Functional specification and requirement specification – What is it actually?

A basic problem, especially in IT projects, is usually the verbal formulation of the requirements for the result. The solution is a specification - right?
Wann ist Lastenheft & Pflichtenheft sinnvoll?

Fraternal Twins: Functional and Requirement Specifications

Functional specification and requirement specification - What is it actually?

A basic problem, especially in IT projects, is usually the verbal formulation of the requirements for the result.

Usually, the client and the contractor meet through a standard means of communication. In most cases, the client formulates his wishes for the project (e.g. implementation of a JTL shop template) and the contractor formulates his effort (e.g. offer).

Collecting the requirements is usually not an easy task for shopkeepers. He can be supported in this step by a briefing and consultations. In practice, the boundary between the requirement specifications and the functional specification is usually to be seen as a smooth transition between the two documents.

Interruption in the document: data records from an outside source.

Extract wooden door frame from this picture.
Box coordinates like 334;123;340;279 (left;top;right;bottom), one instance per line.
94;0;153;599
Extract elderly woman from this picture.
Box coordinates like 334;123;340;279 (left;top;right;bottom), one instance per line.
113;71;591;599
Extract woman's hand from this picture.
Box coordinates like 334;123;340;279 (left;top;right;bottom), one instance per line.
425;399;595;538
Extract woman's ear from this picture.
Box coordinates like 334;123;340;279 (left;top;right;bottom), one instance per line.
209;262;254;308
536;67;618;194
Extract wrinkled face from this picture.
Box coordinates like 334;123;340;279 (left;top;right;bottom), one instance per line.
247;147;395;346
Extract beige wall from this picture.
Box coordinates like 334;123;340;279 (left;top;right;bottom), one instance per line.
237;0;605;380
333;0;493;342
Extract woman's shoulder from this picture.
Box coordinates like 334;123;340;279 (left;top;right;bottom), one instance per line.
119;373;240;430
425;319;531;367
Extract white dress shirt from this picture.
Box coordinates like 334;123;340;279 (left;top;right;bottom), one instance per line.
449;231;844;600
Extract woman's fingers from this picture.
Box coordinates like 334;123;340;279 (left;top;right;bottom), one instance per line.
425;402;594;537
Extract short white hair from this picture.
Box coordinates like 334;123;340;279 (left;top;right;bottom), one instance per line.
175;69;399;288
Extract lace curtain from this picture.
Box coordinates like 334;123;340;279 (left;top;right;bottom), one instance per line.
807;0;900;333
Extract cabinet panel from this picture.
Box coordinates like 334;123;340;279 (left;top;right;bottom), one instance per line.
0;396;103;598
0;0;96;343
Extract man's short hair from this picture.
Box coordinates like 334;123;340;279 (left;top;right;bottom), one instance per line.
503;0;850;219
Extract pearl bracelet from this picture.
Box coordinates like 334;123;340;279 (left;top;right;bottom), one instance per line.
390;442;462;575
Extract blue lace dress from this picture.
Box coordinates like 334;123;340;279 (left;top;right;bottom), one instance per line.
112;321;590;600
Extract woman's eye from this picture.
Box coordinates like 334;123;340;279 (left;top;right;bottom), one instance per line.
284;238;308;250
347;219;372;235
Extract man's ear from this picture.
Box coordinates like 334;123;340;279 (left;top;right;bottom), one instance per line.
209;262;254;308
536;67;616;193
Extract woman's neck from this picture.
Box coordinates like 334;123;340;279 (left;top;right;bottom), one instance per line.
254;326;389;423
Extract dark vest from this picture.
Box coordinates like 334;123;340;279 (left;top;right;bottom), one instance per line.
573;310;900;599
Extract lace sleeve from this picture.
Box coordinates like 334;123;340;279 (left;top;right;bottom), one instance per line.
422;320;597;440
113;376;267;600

It’s as simple as that – and yet so hard.

This is because the stumbling block lies in the formulation of the requirements. Here, there can be a big difference between the verbally or even written wishes and the services understood from them.

Example: Ordering a new car

A good example – Buying a new car:

  • At the car dealer, the customer formulates his wishes for the car, lists his extras and the car dealer interprets the desire for a station wagon from all wishes.
  • He had the car built and delivered the station wagon.
  • However, the customer would have thought of a limousine and is of the opinion that he also formulated it that way

A nice picture of the misunderstanding in communication – both sides were sure to have understood everything correctly.

Buying a car

How can such a case be prevented?

It’s important to ask the right questions and put the results in writing. From the contractor’s point of view, structure and recurring processes are very important, because the client usually has less experience with IT projects.

This is the view of the contractor, how did he understand the requirements of the specifications? It contains the concrete paths that should lead to the goal, i.e. concrete implementation components.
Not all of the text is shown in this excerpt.